Horiuchi recently co-authored an article titled, “Why Should the Republicans Pray for Rain? Electoral Consequences of Rainfall Revisited,” which was published late last year. The paper was written in response to an earlier study that argued that rainfall in the United States was advantageous to Republican candidates. The original paper explained the phenomenon based on voter turnout: when it rains, a higher number of Democrats decide to stay home from the polls, due to firmer party support among Republicans.

Horiuchi and his colleague, Woo Chang Kang of Australian National University, conducted a “replication and extension exercise” to examine the study’s findings, Horiuchi said. They repeated the same experiment, but changed the way they analyzed the data. The original study made a key assumption: that rainfall doesn’t change voter preference. But Horiuchi and his co-authors offered a different conclusion.

“We argue that … it’s possible that when it rains, people’s preference may change,” Horiuchi said.

Their analysis showed about 1 percent of voters likely changed their preference in rainy weather.

Horiuchi said their conclusion fell in line with previous findings in other disciplines: “When it rains, many, many studies in psychology and health science [found] that the rainfall affects people’s mood … When people are not in a good mood, they tend to be risk averse.”

In political science, Horiuchi said Democrats are often perceived as riskier choices for office. This risk aversion during poor weather supported Horiuchi’s findings that rain makes Americans more likely to vote for Republicans.

Like Horiuchi, physics and astronomy professor Ryan Hickox said that students are essential to his work at Dartmouth, and that undergraduate students, graduate students and postdoctoral scholars are all involved in his research.

“The work that I do would not be possible at all without these fabulous people,” he said.

Hickox is an extra-galactic astronomer, specializing in black holes and what they indicate about how galaxies formed and how they’ve changed over time. Hickox and his team observe the radiation that black holes produce as they grow, such as x-ray and infrared radiation, looking for “signatures” of these black holes in telescope images. His team uses data and images from other researchers, including data from telescopes in space, as well as collecting some data at the Southern African Large Telescope and MDM Observatory in Arizona.

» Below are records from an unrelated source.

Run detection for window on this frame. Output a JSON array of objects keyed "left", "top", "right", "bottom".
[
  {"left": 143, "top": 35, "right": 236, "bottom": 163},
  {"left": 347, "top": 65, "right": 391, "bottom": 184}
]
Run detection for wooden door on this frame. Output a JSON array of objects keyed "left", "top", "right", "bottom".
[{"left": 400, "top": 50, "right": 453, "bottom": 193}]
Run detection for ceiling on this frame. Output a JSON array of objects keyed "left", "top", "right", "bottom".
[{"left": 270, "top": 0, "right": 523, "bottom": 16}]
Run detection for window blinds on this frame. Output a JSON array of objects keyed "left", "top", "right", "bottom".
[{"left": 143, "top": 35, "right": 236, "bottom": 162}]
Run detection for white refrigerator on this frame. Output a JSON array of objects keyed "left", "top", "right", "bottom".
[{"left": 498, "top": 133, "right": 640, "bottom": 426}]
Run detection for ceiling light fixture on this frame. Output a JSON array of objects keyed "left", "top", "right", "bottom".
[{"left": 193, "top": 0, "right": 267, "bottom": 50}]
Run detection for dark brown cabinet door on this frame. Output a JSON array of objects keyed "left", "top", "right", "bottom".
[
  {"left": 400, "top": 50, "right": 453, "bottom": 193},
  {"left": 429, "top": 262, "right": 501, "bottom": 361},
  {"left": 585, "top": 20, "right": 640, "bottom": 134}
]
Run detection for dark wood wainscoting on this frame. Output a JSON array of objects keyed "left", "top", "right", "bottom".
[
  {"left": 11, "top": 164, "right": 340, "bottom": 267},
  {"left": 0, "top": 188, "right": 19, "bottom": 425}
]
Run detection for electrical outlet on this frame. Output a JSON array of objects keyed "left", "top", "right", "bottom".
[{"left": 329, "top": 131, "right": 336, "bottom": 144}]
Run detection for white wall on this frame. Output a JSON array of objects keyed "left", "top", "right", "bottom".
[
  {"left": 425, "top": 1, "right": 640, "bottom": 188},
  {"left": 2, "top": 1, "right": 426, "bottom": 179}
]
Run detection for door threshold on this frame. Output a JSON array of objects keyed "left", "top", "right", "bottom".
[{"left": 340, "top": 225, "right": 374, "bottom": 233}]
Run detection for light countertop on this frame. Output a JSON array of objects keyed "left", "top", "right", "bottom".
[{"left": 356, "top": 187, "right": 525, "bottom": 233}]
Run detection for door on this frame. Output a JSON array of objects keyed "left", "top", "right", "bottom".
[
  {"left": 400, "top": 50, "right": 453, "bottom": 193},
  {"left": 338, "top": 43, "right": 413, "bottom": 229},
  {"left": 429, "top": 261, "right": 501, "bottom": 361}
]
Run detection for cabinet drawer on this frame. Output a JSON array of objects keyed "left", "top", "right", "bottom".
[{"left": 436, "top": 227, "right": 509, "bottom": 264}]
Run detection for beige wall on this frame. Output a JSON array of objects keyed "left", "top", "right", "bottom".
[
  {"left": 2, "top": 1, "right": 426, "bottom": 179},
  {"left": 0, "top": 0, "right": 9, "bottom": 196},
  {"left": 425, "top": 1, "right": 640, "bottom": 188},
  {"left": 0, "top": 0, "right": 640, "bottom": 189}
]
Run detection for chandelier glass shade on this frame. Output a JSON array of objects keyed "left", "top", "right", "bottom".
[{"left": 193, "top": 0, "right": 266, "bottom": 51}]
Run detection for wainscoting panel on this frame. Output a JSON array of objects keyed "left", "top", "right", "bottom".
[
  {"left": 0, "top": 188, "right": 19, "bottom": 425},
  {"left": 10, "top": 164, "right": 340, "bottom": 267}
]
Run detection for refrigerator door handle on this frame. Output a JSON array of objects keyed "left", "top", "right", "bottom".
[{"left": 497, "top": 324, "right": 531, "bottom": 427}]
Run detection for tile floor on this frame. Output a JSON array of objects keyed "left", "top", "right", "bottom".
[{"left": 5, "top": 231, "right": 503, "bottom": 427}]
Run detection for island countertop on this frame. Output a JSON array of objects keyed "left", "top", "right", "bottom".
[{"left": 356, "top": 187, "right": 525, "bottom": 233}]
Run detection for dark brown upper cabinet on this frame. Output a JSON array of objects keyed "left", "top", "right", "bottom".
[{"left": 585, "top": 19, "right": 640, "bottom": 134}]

If a galaxy is the size of Earth, Hickox said, the black hole at its center would be the size of a centimeter, and it would weigh anywhere from a million to over a billion times the mass of the sun. Hickox added that he is encouraged by the new information his team has uncovered regarding the location and behavior of these black holes, thanks to innovative techniques.

“It’s like an archaeological dig,” he said. “We’re finding stuff that no one had ever had the right tools to be able to see.”

Hickox explained that new x-ray observatories allow for better visibility through dense clouds of gas, and new techniques that combine data together help find hidden black holes in unprecedented ways.

Hickox’s research is just one example of Dartmouth professors making a splash in the greater academic world. Though Dartmouth’s smaller size may suggest Dartmouth professors are less visible among the academic community, Hickox said he has found quite the contrary.

“One of the things that I’ve loved about Dartmouth is that I’ve felt completely connected to the broader landscape of scientists working in my area,” he said. “For me, Dartmouth has been really great at allowing us to innovate on a large scale, as part of the whole community of researchers.”

Hickox expressed gratitude that the College’s environment encourages faculty and students to discuss their work, even across departments.

“It makes your mind flexible,” he said.

Though Valentino didn’t expect this culture of innovation when he chose to make Dartmouth home, he said it’s a “happy byproduct” of the kind of place Dartmouth is — small, close-knit and interdisciplinary.